The untimely end of the young Edward VI brought an entirely different set of issues, with the reign of Queen Mary (r1553-8), a staunch Catholic who was married to Phillip of Spain. in 1554. She reversed everything and returned to the bloody persecution, imprisoning, and burning at the stake many Reformers. Among these was Thomas Cranmer burned at Oxford as a heretic. The charges brought against him were mainly about the doctrine of the Lord’s Supper as he stated them to be in his book, A Defence of the True and Catholic Doctrine of the Sacrament. Essentially about the validity of transubstantiation he demonstrated and believed  that Christ was present in spirit and not in bodily form professed by Rome.

Cranmer was deposed and cast into the Tower for nearly two and a half years where he was constantly berated and promised many things if he recanted. The usual rigmarole of degradation took place and Cranmer was subject of a two hour sermon ( tirade) to which he responded by speaking of the pope as the Antichrist.  On 10 March 1554 Cranmer was sent prisoner to Oxford, along with Ridley sometime Bishop of London, and Hugh Latimer, sometime Bishop of Worcester, There they were to debate with assorted professors of the universities, on the usual catch all topics of : transubstantiation; the matter of the real presence of Christ, and the sacrifice of the mass.  The debate, rather the tirade and constant interruptions to anything they tried to say, took place from 7-10 April with the inevitable finding that they were heretics. In the interim until his death Cranmer was surrounded by Catholic place men who cajoled and whispered to him to recant  such that he did eventually sign some papers presented to him with the possibility that the Queen might relent . But there was no hope, Mary was determined that Cranmer would burn and no amount of recanting was going to stop that taking place.

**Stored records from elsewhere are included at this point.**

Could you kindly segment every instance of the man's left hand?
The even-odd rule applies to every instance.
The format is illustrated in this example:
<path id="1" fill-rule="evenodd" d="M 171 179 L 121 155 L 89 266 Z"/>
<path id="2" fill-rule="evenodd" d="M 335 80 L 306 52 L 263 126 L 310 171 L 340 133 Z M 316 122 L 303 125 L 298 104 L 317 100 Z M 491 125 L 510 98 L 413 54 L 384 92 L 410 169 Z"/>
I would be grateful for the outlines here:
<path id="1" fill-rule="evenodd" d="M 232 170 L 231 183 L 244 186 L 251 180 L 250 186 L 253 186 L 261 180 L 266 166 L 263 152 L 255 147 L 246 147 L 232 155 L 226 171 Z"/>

On 21 March 1556   Cranmer faced up to his executioners very much  regretting his actions and repented. At the appointed place he exhorted the people in the normal way but then gave his retraction of earlier statements that he had made. This was the reason for his declaration  “Because my right hand hath offended, it shall first be burned.” Thus when taken to the place of execution, and the fire was lit, he held his hand in the flames to be burnt first. As his body was consumed  he was  heard repeating over and over again  “This unworthy hand, this unworthy hand.”

Cranmer`s last words.

"And now I come to the great thing, which so much troubleth my conscience, more than any thing that ever I did or said in my whole life, and that is the setting abroad of a writing contrary to the truth; which now here I renounce and refuse, as things written with my hand, contrary to the truth which I thought in my heart, and written for fear of death, and to save my life if it might be; and thatis., all such bill, and papers which I have written or signed with my hand since my degradation; wherein I have written many things untrue. And forasmuch as my hand offended writing contrary to my heart, my hand shall fast be punished there-for; for, may I come to the fire, it shall be first burned.

And as for the pope, I refuse him, as Christ’s enemy, and antichrist, with all his, false doctrine,

“And as for the sacrament, I believe as I have taught in my book against the bishop of Winchester, the which my book teacheth so true a doctrine of the sacrament, that it shall stand at the last day before the judgment of God, where the papistical doctrine contrary thereto shall be ashamed to show her face.”